Uma perícia realizada confirmou que a funcionária desenvolveu transtorno de estresse pós-traumático em decorrência do ambiente hostil. O quadro clínico foi avaliado como tão severo que resultou em sua aposentadoria por invalidez, impossibilitando-a de continuar exercendo suas funções.
Diante das evidências apresentadas, a Justiça reconheceu a ocorrência de assédio moral, destacando episódios repetidos de humilhação e constrangimento que a servidora vivenciou. A decisão judicial determinou que a prefeitura de Campo Grande pagasse R$ 20 mil a título de danos morais.

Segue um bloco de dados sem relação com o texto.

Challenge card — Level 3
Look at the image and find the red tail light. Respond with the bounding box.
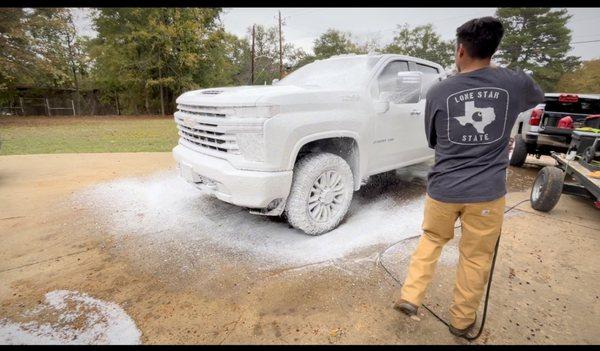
[557,116,573,129]
[558,94,579,102]
[529,108,544,126]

Além da indenização, foi garantida à servidora uma pensão mensal equivalente a um salário mínimo, que será paga até que ela complete 73 anos ou em caso de falecimento. A prefeitura tentou contestar a decisão, argumentando a ausência de provas e questionando o laudo médico, além de levantar a possibilidade de um histórico psiquiátrico anterior da servidora.
Entretanto, os argumentos apresentados pelo município foram rejeitados, e a condenação foi mantida por unanimidade, reforçando a responsabilidade da administração pública em casos de assédio moral e seus efeitos na saúde dos trabalhadores.